顔面読書日記
毎週水曜日に更新予定(多分、できたら)



リングワールド解説
リングワールド解説図

02.6.13
『リングワールド』を読んだぞ。SFの必読書のひとつにあげられることが多い作品なのだが、分厚さに恐れをなして、今まで遠巻きにしてたのだ。ふっふっふ、分厚さを感じることなく読み終わったよ。

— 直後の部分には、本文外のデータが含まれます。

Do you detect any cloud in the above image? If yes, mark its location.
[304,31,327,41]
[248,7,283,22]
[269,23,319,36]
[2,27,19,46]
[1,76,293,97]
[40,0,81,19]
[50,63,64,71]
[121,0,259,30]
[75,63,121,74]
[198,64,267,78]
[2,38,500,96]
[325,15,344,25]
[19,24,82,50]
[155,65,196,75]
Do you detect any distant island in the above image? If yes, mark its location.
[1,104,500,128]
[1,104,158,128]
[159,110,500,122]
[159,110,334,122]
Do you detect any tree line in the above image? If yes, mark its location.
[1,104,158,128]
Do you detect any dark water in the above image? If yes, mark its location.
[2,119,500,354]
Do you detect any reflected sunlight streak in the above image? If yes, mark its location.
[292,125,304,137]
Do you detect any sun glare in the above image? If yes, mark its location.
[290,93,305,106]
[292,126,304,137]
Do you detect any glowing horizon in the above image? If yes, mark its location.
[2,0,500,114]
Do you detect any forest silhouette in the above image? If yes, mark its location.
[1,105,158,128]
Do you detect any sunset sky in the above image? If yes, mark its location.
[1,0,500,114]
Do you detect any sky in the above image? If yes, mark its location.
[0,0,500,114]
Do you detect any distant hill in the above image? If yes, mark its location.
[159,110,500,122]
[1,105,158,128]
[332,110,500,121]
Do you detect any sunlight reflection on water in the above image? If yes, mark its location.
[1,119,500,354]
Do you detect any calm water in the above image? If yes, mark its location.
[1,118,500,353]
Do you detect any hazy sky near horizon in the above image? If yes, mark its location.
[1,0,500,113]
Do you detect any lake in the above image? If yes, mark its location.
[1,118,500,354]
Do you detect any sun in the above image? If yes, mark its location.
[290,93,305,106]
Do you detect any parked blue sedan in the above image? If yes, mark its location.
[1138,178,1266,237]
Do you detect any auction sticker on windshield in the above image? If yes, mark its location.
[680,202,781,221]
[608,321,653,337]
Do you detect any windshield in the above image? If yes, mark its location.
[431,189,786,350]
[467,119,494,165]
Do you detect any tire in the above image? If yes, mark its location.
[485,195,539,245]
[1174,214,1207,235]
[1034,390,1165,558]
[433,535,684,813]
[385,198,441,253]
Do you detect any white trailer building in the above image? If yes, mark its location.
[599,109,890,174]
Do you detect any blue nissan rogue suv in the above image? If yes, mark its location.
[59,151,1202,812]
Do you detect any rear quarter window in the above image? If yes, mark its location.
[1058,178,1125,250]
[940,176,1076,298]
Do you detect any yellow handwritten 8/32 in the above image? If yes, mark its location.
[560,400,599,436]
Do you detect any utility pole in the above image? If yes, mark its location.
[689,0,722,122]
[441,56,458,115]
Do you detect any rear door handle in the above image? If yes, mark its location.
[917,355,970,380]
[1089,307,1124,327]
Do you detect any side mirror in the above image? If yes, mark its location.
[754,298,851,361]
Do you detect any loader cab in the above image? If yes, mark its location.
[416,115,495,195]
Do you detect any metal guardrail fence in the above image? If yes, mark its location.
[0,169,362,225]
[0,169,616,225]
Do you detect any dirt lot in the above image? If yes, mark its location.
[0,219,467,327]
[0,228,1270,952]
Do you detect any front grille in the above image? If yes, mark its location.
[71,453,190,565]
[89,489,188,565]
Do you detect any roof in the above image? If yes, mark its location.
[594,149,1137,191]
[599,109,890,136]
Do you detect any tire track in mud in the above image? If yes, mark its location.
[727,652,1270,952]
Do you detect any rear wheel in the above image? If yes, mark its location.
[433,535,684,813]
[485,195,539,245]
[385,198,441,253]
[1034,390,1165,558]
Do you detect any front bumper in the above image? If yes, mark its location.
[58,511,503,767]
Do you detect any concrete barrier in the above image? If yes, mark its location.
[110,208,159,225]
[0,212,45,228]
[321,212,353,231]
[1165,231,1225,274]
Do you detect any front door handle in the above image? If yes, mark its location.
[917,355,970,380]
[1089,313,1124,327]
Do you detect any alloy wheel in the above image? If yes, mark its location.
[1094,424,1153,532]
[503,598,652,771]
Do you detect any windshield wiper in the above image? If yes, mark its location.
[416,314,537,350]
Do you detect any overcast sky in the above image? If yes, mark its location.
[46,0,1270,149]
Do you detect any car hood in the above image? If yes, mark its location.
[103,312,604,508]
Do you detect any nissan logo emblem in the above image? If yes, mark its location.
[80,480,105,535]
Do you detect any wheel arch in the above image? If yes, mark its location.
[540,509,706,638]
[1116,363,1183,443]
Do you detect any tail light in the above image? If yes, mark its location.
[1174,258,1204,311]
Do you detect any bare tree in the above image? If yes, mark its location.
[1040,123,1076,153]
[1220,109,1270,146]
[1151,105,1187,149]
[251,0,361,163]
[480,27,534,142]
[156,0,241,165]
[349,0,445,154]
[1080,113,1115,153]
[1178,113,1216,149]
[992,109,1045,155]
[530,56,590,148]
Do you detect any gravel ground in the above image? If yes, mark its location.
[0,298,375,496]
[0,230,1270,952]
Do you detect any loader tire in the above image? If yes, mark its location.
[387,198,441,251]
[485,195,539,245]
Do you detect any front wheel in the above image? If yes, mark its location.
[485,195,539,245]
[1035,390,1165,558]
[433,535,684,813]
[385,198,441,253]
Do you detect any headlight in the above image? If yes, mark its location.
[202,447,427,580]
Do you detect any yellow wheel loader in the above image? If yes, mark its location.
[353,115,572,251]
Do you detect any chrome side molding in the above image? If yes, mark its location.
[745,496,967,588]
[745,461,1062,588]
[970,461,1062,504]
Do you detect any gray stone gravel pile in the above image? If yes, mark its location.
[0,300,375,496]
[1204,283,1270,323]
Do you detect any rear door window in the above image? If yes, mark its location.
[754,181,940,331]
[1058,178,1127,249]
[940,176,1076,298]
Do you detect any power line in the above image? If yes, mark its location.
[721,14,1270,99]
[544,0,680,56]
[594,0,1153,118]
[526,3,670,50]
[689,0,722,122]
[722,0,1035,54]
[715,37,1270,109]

石橋を叩いて渡る(しかも他人に叩かせる)パペッティア人。
生まれついての戦士クジン人。
彼らと旅を共にする地球人。その地球人が持つ特質とは?
これがホントにカホナ!(なんて馬鹿な!の意)

これから読む人のためにリングワールドを図解しときましょう。これさえ頭に入っていればSF苦手な人も大丈夫。多分ね。
太陽の周りに帯状の人工物が取り巻いてます。拡大すると、帯は両端に高い壁のある凹型。凹型に山、川、海、平地が収まってます。卵みたいなものは読んでのお楽しみ。
1の部分は夜を作るためのプレート。
さてさて、これを作ったのは誰なのでしょう。ここで生活してるのは何者?


『リングワールド』ラリイ・ニーブン 作・小隅黎 訳
ハヤカワ文庫 ¥880

ラリイ・ニーブンって人は根っから明るいんだなー。カホナ!




02.6.5
津原泰水はなんだか変なのである。「妖都」を読んだとき何じゃこりゃだったのだ。耽美かと思えばやぶれかぶれの体育会系が活躍する。

今回読んでいたのは『蘆屋家の崩壊』
幻想怪奇短編集。暑くなったら怪奇ものです。怖い話が詰まってる。「猫背の女」は背筋ぞくぞく。「埋葬虫」は気持ち悪い。でもやっぱり変てこなんだな、これが。本のタイトルになってる「蘆屋家の崩壊」では本当に書きたかったのは豆腐談義だったのかとまで思わせる。まあタイトルがダジャレだもん。怖いけど変。そして面白い。


『蘆屋家の崩壊』津原泰水
集英社文庫 ¥533

小説家の伯爵とぶらぶらしてる猿渡氏。このコンビが次々に不条理怪奇な出来事に首を突っ込むのだ。恐い目にあってもあっても恐怖が身に付かない猿渡って本当にすごいキャラです。
読んで損無し。


着物で着物本
いつか、こんなのを一枚。
野望の広がる着物暮らし。

02.5.15
ついつい見入ってしまう一冊。
『きものがたり』宮尾登美子
友達のうちでワードローブを見せてもらうのは結構楽しい。こないだ白のシャツを買ったんだけど見る? なんてね。
しかし一番スリリングで面白いのは着物を見せてもらうとき。はなはだ興奮する。一枚一枚丹念に見てゆく。見せる方も気合いの入り方が違う。
洋服なら買った場所とブランド名を聞くだけであらかた想像できる。しかし、着物ときたら。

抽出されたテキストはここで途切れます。